At OSU -- which just defeated a BDS resolution -- the local Hillel chapter just cut ties with the Jewish LGBTQ group B’nai Keshet after the latter cosponsored a fundraiser for queer refugees alongside (among other groups) Jewish Voice for Peace. JVP, of course, supports BDS and Hillel International decided that its standards of partnership mandated expulsion -- even though the event had nothing to do with Israel and JVP was just one of 15 cosponsoring organizations.
I'm not intrinsically opposed to Hillel having partnership guidelines which say "We will not host or sponsor BDS events" (I give a fuller account of this issue and the arguments of "Open Hillel" in this post). But that is radically different than contending "Jewish groups under our umbrella cannot collaborate with anyone who supports BDS, even on topics that have nothing to do with BDS or Israel." That is an example of the partnership guidelines metastasizing to the point of absurdity; it is the mirror image of the anti-normalization campaign against campus Hillel chapters wherein they're excluded from partnership even on topics which have nothing to do with Israel (let alone on those which do have something to do with Israel). And, as B'nai Keshet observed, this outrageously expansive application of the guidelines functionally cuts them off from the majority of LGBT communal programming (since -- unfortunately -- many of the LGBT groups at OSU have endorsed BDS in one form or another).

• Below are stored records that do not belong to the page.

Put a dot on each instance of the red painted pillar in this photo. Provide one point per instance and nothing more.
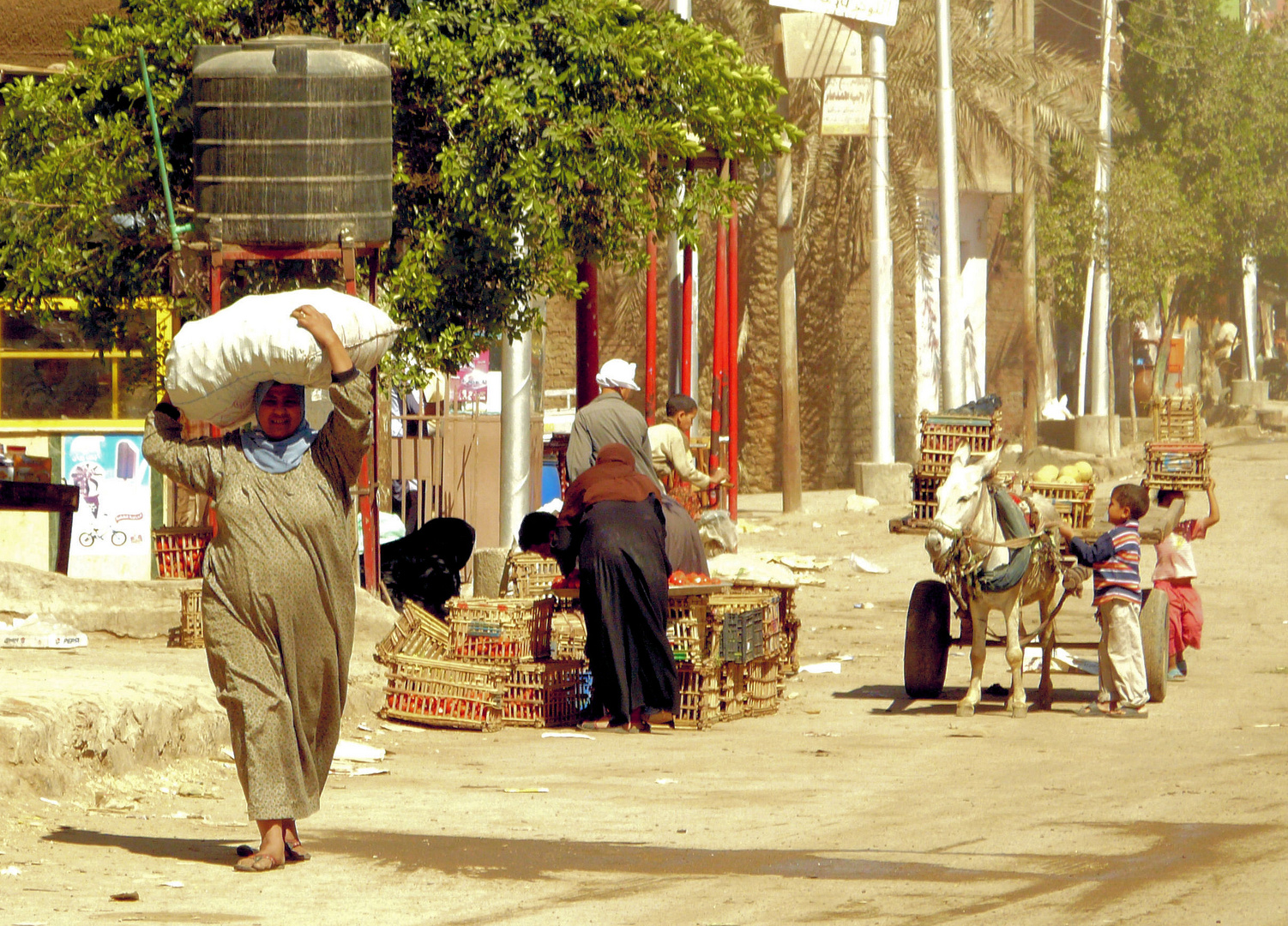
(651, 333)
(587, 334)
(719, 344)
(731, 421)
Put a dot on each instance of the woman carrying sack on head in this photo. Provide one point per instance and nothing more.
(279, 595)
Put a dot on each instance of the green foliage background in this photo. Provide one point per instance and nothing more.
(528, 134)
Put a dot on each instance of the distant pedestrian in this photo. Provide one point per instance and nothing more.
(1116, 561)
(672, 459)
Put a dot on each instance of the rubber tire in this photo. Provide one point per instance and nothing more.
(926, 640)
(1153, 639)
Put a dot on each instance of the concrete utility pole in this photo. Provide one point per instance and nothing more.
(952, 325)
(1098, 346)
(675, 276)
(1033, 397)
(882, 256)
(787, 370)
(515, 433)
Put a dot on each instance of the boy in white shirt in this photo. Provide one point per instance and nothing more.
(1175, 574)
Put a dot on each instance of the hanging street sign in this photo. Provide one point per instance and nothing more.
(818, 45)
(846, 105)
(882, 12)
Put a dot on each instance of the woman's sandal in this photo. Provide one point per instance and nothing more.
(256, 862)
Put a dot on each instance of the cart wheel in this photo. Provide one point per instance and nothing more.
(1153, 638)
(926, 640)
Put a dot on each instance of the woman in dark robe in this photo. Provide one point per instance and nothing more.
(612, 525)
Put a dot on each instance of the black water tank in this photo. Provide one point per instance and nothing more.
(292, 141)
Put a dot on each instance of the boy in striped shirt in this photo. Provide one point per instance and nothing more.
(1114, 558)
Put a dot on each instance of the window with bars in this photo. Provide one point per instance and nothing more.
(51, 375)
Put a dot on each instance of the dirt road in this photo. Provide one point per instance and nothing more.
(851, 805)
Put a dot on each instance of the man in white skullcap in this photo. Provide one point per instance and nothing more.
(610, 418)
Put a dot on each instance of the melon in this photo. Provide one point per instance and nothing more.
(1047, 473)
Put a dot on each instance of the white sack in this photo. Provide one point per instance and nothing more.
(215, 364)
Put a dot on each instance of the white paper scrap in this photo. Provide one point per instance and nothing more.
(349, 751)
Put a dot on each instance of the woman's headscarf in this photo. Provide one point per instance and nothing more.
(612, 478)
(277, 456)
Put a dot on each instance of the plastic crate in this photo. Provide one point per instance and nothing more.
(1177, 466)
(181, 550)
(698, 694)
(692, 628)
(1073, 502)
(1177, 418)
(459, 695)
(500, 630)
(543, 693)
(533, 574)
(191, 631)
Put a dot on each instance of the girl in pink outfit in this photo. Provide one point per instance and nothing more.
(1175, 574)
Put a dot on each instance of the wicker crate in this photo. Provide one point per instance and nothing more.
(1073, 502)
(925, 504)
(569, 635)
(533, 574)
(181, 550)
(733, 695)
(191, 631)
(500, 630)
(543, 693)
(459, 695)
(1177, 418)
(762, 687)
(416, 633)
(692, 628)
(1177, 466)
(700, 695)
(943, 434)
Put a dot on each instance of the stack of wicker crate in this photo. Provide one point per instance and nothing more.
(486, 666)
(728, 649)
(1177, 456)
(191, 631)
(941, 436)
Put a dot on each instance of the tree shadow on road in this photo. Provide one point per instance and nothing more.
(208, 851)
(947, 701)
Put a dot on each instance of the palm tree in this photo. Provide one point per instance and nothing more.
(1000, 81)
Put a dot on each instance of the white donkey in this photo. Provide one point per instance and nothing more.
(969, 550)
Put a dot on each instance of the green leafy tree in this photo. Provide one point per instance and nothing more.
(530, 134)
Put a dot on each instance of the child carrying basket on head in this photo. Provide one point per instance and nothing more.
(1175, 572)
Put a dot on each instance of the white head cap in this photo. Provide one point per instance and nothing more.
(617, 374)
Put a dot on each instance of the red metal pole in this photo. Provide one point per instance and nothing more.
(372, 545)
(731, 426)
(719, 343)
(587, 334)
(651, 333)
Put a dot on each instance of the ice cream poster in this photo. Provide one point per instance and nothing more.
(112, 527)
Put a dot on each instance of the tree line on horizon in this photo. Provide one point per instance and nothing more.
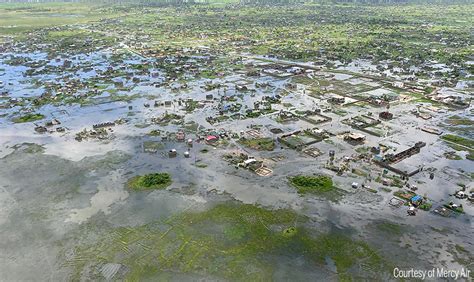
(243, 2)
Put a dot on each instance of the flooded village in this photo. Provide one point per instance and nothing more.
(218, 142)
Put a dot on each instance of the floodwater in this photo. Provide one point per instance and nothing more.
(64, 203)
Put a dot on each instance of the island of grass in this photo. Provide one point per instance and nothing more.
(28, 118)
(459, 140)
(261, 144)
(150, 181)
(312, 183)
(460, 144)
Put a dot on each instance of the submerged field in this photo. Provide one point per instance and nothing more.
(223, 141)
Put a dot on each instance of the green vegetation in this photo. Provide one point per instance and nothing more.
(459, 140)
(150, 181)
(225, 242)
(312, 184)
(262, 144)
(457, 120)
(426, 206)
(28, 118)
(154, 132)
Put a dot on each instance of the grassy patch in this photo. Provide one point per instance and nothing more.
(312, 184)
(150, 181)
(459, 140)
(225, 242)
(261, 144)
(28, 118)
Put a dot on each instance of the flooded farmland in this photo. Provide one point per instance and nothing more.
(129, 151)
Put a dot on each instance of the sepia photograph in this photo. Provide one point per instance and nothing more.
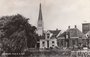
(44, 28)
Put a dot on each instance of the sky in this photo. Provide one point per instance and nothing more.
(56, 13)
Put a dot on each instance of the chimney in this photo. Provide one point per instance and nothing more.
(68, 27)
(75, 26)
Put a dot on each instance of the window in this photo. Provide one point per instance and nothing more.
(43, 42)
(48, 35)
(53, 45)
(52, 41)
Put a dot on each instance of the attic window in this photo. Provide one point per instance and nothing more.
(52, 41)
(48, 35)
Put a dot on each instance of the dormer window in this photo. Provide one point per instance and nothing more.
(66, 36)
(48, 35)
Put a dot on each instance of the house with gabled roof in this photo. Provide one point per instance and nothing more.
(71, 37)
(50, 39)
(47, 38)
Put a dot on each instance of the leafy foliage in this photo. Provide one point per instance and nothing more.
(17, 33)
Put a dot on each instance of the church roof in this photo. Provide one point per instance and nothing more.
(72, 32)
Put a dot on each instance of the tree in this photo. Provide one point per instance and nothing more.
(17, 33)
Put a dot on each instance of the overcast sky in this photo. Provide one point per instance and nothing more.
(56, 13)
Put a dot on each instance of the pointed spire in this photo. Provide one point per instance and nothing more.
(40, 13)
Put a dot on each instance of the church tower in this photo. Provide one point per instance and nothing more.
(40, 22)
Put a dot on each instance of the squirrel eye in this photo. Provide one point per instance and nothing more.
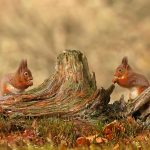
(26, 73)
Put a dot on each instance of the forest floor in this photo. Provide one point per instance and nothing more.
(56, 133)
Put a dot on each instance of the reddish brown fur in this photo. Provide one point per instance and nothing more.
(16, 82)
(127, 78)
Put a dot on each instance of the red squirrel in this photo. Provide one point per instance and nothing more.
(127, 78)
(17, 82)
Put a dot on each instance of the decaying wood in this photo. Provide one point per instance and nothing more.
(70, 92)
(140, 107)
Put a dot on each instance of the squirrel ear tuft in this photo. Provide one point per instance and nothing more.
(125, 61)
(25, 63)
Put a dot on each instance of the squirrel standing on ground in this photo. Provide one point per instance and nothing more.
(17, 82)
(127, 78)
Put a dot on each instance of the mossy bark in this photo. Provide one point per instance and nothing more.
(70, 92)
(139, 108)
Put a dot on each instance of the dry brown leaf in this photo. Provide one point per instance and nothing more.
(116, 147)
(82, 141)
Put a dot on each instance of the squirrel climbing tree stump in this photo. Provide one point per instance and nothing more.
(70, 92)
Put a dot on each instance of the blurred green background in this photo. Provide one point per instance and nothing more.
(104, 30)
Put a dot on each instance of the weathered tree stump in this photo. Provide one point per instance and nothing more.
(139, 108)
(70, 92)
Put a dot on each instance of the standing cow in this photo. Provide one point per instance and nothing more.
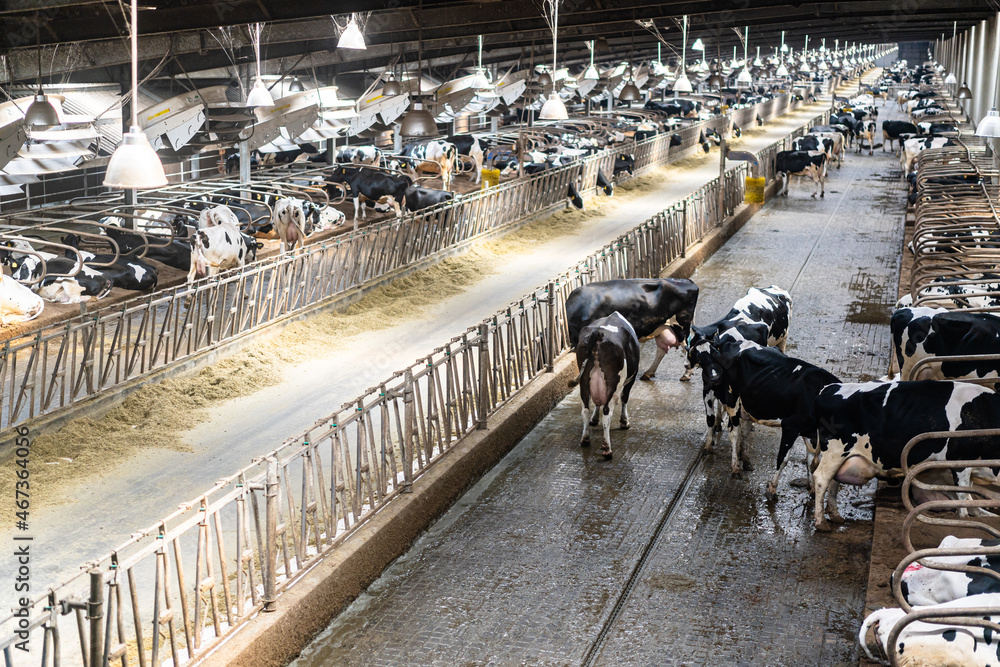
(660, 309)
(608, 356)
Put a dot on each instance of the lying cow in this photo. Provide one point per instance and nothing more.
(18, 304)
(608, 356)
(919, 333)
(926, 585)
(801, 163)
(659, 309)
(925, 644)
(766, 312)
(864, 428)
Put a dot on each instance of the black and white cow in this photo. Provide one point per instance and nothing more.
(864, 428)
(471, 147)
(441, 153)
(660, 309)
(765, 313)
(367, 155)
(771, 389)
(220, 248)
(921, 332)
(371, 185)
(926, 585)
(892, 129)
(607, 354)
(801, 163)
(926, 644)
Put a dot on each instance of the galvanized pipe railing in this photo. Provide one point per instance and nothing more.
(56, 367)
(189, 580)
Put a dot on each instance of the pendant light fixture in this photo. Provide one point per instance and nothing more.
(259, 95)
(683, 84)
(352, 38)
(418, 121)
(553, 108)
(40, 112)
(744, 78)
(591, 74)
(134, 164)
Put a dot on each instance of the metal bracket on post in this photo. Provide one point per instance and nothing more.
(408, 417)
(551, 334)
(484, 374)
(270, 554)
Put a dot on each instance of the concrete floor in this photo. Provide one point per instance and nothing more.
(99, 513)
(559, 557)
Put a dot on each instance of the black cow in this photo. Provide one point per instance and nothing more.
(864, 428)
(649, 305)
(770, 387)
(892, 129)
(801, 163)
(762, 315)
(922, 332)
(372, 185)
(608, 356)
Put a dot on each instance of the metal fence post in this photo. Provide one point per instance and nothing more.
(95, 613)
(270, 534)
(484, 374)
(551, 330)
(408, 418)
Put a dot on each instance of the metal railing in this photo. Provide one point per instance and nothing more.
(179, 587)
(56, 367)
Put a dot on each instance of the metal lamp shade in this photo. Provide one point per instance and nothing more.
(352, 38)
(553, 109)
(392, 87)
(418, 122)
(990, 125)
(134, 164)
(630, 93)
(682, 84)
(41, 113)
(259, 95)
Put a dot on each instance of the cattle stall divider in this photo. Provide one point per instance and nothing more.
(54, 368)
(195, 576)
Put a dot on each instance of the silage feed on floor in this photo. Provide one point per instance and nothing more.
(158, 414)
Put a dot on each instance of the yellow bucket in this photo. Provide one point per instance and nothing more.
(491, 178)
(753, 192)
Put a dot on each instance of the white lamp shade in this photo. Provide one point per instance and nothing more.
(990, 125)
(259, 95)
(682, 84)
(553, 109)
(134, 163)
(352, 38)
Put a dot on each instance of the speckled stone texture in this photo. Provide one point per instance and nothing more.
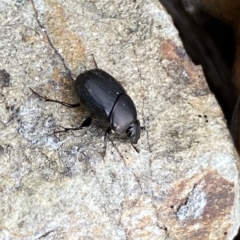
(184, 183)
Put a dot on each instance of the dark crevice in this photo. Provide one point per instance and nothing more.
(210, 43)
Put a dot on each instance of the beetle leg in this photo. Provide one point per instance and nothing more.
(136, 149)
(106, 139)
(51, 100)
(86, 123)
(94, 61)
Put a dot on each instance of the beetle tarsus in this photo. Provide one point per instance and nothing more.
(106, 139)
(136, 149)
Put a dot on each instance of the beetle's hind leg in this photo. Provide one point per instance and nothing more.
(86, 123)
(56, 101)
(95, 63)
(106, 139)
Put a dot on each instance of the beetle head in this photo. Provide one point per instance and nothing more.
(134, 131)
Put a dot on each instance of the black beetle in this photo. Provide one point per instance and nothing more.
(107, 100)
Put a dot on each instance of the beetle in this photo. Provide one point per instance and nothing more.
(108, 100)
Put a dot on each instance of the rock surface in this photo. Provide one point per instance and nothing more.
(184, 183)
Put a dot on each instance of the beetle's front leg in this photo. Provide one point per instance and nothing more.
(56, 101)
(86, 123)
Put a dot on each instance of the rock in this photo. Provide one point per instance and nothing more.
(184, 183)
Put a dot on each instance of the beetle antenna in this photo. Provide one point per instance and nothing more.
(95, 63)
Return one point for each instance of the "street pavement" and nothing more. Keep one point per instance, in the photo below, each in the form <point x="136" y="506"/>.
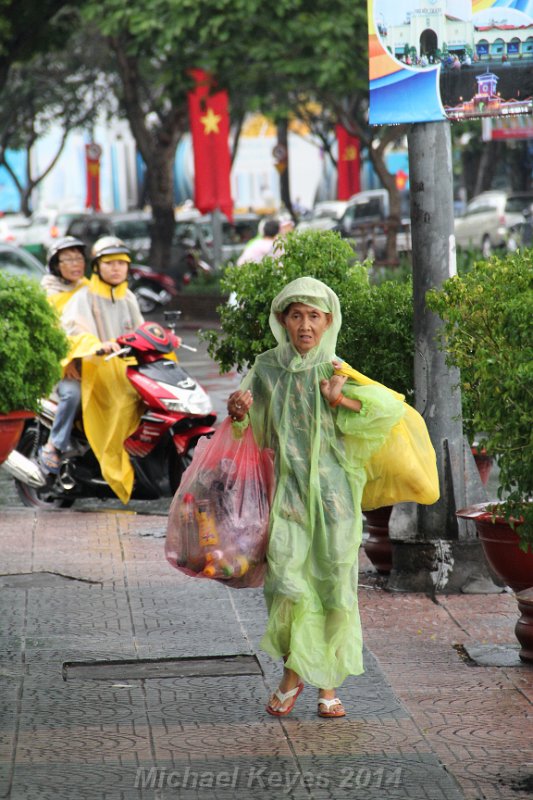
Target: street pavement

Much like Israel's appalling new law barring entry to BDS advocates -- a law which may make it impossible for the Association of Israel Studies, of all groups, to continue hosting conferences in Israel -- we are seeing more and more cases of "anti-BDS" turning into "self-BDS"; a tool of exclusion wielded against Jewish individuals and organizations rather than a shield of protection. Indeed, the OSU Hillel decision is even worse than the Israeli law, which has the decency to encompass only actual BDS advocates (however expansively defined). OSU Hillel, by contrast, will kick out Jews if they're even in the same room as BDSers -- no matter what the conversation is, no matter what the context is.
This isn't sustainable. If it is to retain credibility, Hillel International must rein in its wild overextensions of the partnership standards. Because right now, it isn't so much opposing BDS as it is imposing it from the other side -- and it's groups like B'nai Keshet caught in the middle.